ZK-Friendly Elastic Anonymous Group for Semaphore and More

We present EAG (ZK-Friendly Elastic Anonymous Group) based on a novel data structure - Merkle Forest. EAG can scale semaphore group to billions of users without increasing the proving time and the proving key size. EAG's core idea is the seperation of group size and anonymity guarantee. With EAG, semaphore protocl could achieve:

1. Elastic (possibly unlimited) group size without increasing proving key size and prover time.
2. Elastic anonymity guarantee that allows the client to make the prover time / anonymity guarantee trade-off.

Background

Semaphore is ZKP-powered protocol that allows users to:

• Prove their membership of a group
• Send signals on a particular topic as a member of a group without revealing their identity. At the core of this protocol lies the following circuit

The first two private inputs, siblings and path indices, form a path in a Merkle tree, which represents the group whose leaves are the identity commitments of its members. The Merkle tree verifier outputs the root of the Merkle tree, while checking that the siblings and path indices describe a valid path from the identity commitment leaf to the root. Then the contract compares this root to the existing one.

Terminology

• identity: a triple consisting of a trapdoor, a nullifier and a commitment. The commitment is computed from the trapdoor and nullifier and is inserted as a leaf in the groups it belongs to.
• Group: In the Semaphore protocol, a Merkle tree. In our proposal, a Merkle forest.
• Anonymity Guarantee: a security parameter defined by the size of the anonymity set. In the Semaphore protocol above, it is the capacity of the Merkle tree. For a merkle tree with depth $g$, the Merkle tree can store $2^g$ leaves, so the exposure probability, achieved when the group reaches its maximum capacity, is $1/2^g$.
• Max group size. Max number of members a group can host. In the Semaphore protocol, this is the number of leaves the Merkle tree can store.
• EAG: Elastic Group, whose size grows dynamically.

Motivation

In the Semaphore example above, groups are modelled by binary incremental Merkle trees with fixed-size depth (anonymity guarantee). The native way to prove group membership, as explained above, is to verify a Merkle path in a zk-circuit, which means this circuit depends on the tree depth.

Suppose the below scenarios:

1. Group is almost full. In order to enlarge the group, user would have to create a new group, and ask every member to rejoin.
2. User want to create a group, but can't decide the guarantee yet, as it might grow infinitely as bussiness growth. Now the only choice is using an evaluated maximum possible guarantee, and have to enlarge when reach capacity limit.
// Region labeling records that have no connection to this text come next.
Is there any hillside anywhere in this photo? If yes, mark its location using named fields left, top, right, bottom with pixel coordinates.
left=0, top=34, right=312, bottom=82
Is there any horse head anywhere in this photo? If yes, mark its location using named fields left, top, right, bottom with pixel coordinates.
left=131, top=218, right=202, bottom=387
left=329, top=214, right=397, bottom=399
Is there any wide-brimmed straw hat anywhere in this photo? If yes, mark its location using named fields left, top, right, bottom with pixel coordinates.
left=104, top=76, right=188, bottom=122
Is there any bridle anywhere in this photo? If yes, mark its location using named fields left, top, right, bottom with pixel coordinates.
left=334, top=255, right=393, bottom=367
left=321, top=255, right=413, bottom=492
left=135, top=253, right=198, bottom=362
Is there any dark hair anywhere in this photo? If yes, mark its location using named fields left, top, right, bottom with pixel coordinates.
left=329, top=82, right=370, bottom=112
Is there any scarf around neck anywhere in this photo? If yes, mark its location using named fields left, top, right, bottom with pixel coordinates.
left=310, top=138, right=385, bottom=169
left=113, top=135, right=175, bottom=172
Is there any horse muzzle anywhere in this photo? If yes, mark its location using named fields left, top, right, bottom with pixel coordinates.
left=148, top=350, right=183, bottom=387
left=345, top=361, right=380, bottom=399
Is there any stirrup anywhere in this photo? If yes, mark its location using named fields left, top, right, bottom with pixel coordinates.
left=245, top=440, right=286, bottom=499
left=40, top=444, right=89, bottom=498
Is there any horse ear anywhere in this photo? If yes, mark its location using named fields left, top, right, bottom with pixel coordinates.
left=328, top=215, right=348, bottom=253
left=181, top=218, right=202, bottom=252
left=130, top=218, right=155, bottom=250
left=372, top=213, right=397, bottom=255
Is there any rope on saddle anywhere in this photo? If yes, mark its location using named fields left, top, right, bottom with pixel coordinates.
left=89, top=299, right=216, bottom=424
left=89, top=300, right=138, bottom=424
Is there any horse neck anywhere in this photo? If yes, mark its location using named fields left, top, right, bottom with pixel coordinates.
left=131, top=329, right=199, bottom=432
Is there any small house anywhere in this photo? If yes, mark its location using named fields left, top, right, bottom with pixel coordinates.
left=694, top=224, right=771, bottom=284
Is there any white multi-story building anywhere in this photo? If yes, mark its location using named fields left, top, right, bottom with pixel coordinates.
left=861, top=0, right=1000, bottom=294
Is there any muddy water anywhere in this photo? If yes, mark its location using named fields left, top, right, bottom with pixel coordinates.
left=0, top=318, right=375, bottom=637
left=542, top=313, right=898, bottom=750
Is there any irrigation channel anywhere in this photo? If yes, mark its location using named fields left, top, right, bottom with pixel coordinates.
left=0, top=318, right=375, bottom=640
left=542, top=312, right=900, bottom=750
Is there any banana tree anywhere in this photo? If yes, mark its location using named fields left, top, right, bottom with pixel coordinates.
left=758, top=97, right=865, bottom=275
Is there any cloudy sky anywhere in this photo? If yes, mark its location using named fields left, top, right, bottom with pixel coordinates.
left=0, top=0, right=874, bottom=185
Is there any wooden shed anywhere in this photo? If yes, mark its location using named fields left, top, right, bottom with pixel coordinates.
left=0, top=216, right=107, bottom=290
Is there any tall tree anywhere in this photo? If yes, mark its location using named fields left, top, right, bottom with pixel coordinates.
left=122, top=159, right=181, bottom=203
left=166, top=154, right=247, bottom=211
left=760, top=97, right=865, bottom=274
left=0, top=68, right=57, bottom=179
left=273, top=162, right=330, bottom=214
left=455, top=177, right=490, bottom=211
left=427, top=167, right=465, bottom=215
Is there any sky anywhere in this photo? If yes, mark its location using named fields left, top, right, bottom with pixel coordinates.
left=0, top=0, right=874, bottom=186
In this case, even at the beginning, when there are few members, we still have to generate full Merkle path proofs, resulting in non-efficent cost for both prover and on-chain verifier, and also have larger trust setup cost, For reference, a guarantee 20 trust setup takes 2 hours on Macbook Pro and produces more than 1G key file.
3. multi user operate concurrently on the group, say, user A already in group, and try to prove membership, while at the same time, another user B try to join the group. if B's join transaction complete firstly (on-chain merkle tree updated), then A's membership prove transaction will fail, as still using old merkle path proof.

As a conclusion: Group with underline single fixed-size Merkle tree, cann't adjust capacity dynamically, and could be conccurency competition , thus could not fulfill the variety real life user cases for group memebership, even with more cost.

The solution: Elastic Anonymous Group using Merkle Forest

Elastic Size

We define elastic anonymous groups (EAG) with $G(g)$, where $g$ is the depth of each merkle tree and $2^g$ is the default anonymity guarantee. Comparing with a fixed size merkle tree, EAG has a default anonymity guarantee but has no size limit.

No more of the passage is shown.